The anguish and distress experienced by Emilia’s parents was further heightened when they heard the news that the nursing post had no anti-venom in stock.
But all was not lost, with an RFDS crew tasked to respond and deliver the anti-venom from the Port Hedland base, nearly three-and-a-half hours away by plane.
It was the June 4, WA Day public holiday and the Barnard family had picked the coastal town of Coral Bay for a beachside getaway.
That morning, their spirited daughter had awoken with an eagerness to get to the beach, so much so mum Kari Barnard had to chase after her as she bounded ahead.

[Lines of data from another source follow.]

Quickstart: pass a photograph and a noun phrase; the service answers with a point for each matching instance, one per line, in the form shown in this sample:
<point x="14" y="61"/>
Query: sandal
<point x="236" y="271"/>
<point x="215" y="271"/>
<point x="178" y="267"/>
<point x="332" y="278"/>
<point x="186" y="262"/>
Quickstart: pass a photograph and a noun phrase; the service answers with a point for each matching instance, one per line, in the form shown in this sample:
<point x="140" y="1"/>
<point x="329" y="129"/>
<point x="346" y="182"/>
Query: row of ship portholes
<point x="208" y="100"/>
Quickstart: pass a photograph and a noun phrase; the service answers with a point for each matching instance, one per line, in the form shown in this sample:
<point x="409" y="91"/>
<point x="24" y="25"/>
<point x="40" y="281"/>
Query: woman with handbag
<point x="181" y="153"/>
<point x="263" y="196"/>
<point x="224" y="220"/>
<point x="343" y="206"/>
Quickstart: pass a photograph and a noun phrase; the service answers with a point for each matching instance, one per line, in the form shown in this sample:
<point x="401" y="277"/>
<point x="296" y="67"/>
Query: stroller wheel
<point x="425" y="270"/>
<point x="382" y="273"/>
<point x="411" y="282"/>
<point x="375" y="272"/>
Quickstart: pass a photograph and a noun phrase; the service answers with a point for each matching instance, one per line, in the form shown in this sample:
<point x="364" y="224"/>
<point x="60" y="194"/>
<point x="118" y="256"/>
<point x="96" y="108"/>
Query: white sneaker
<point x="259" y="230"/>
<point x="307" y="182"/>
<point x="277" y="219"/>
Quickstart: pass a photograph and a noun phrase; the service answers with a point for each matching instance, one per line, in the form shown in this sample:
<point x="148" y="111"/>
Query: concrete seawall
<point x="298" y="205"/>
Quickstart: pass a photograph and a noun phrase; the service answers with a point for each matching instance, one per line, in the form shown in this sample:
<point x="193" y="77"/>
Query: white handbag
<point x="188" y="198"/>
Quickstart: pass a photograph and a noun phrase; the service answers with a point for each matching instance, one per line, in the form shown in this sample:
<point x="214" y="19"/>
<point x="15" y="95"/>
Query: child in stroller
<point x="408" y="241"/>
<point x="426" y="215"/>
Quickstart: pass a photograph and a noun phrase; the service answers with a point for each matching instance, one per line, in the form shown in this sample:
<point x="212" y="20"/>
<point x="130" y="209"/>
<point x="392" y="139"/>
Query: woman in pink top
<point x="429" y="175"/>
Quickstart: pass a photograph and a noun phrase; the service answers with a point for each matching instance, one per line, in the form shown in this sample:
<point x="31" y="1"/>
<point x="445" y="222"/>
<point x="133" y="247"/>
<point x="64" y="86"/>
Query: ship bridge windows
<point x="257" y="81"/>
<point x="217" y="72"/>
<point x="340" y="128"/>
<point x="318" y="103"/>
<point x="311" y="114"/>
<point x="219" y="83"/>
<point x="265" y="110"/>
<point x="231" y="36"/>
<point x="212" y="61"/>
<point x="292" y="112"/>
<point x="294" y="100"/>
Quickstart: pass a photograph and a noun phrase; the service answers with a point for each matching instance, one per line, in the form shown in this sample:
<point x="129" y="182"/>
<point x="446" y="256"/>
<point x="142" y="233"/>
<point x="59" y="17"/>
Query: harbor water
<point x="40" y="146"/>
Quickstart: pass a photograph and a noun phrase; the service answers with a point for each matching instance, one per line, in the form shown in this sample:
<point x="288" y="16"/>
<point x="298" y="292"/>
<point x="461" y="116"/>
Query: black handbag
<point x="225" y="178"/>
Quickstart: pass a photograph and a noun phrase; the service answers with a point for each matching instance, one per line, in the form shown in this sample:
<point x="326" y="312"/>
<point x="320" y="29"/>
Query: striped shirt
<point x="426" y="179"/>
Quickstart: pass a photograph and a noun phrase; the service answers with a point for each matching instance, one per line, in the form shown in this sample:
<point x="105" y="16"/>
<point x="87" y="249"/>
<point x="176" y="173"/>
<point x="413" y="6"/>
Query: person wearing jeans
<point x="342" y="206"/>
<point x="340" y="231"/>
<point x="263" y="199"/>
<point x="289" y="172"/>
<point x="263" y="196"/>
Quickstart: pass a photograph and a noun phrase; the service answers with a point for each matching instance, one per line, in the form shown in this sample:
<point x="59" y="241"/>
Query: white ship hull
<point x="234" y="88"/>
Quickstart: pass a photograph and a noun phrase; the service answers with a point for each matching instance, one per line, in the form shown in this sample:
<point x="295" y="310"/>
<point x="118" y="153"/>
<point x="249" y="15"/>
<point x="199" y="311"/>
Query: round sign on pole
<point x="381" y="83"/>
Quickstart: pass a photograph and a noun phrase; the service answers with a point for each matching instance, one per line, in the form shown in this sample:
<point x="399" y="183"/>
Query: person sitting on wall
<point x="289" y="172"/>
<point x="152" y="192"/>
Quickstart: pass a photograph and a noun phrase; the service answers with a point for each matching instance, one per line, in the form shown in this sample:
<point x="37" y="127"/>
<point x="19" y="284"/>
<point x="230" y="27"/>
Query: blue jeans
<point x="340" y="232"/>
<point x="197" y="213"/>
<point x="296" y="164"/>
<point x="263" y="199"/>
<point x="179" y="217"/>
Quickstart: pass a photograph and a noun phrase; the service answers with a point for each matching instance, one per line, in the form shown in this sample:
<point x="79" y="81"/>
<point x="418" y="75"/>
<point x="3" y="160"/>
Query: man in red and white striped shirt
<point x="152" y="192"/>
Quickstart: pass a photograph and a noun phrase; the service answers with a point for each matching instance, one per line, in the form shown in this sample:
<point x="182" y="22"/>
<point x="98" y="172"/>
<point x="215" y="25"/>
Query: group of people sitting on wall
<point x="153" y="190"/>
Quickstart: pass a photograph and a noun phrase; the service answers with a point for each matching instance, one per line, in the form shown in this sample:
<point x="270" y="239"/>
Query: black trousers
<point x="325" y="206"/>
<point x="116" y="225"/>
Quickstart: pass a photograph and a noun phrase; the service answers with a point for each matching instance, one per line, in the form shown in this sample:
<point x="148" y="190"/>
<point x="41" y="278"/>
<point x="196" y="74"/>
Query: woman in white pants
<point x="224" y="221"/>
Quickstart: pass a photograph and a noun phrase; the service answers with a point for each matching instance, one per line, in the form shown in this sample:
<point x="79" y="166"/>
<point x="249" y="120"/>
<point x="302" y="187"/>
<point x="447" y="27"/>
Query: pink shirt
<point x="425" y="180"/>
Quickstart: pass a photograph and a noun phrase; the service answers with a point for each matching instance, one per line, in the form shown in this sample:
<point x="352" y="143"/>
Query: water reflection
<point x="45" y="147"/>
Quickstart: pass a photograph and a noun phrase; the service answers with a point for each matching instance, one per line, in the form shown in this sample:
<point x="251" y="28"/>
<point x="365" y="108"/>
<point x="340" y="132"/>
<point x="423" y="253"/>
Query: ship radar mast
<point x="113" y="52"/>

Emilia had made it to the top of the stairs leading to the beach when she let out a blood-curdling scream. Kari, who was trailing only a mere stone’s throw away, was able to sight the culprit that had caused her daughter’s distress.
Slithering down a nearby hole was a limestone-coloured serpent which Kari identified as the western brown snake.
The Pseudonaja Nuchalis, commonly known as the western brown snake or gwardar, is a dangerously venomous species with neurotoxic and haemotoxic venom.
While their venom is less toxic in comparison to its eastern cousin, the western brown snake delivers three times as much venom. Victims report experiencing headache, nausea, abdominal pain, blood clotting and sometimes kidney damage.
With the help of a dozen medical professionals via video link from Perth, the two nurses on duty worked to stop the venom from spreading while waiting for the RFDS to arrive with the anti-venom.
At one point, Emilia who had been complaining of a sore head and abdominal pain, suddenly collapsed and had to be ventilated for up to two minutes.
When the RFDS crew walked through the doors carrying the anti-venom, Mr and Mrs Barnard said the relief was so immense it was indescribable.
“Until the moment the RFDS arrived, we were unsure as to how things were going to turn out,” Kari said.
Kari said she was especially grateful to the nurse on-board the flight who gave her advice and emotional support throughout the ordeal.
“The fact that the RFDS was able to reach us in a remote place in really bad weather and get us to Perth for specialist care with no out-of-pocket costs to us is something we should all be incredibly grateful for as Western Australians,” she said.
“The isolation felt extreme in Coral Bay when Emilia was bitten by the snake.
“To know that doctors are on their way to get you is incredibly comforting in a life or death situation like we were in. I don’t even want to think about the alternative.”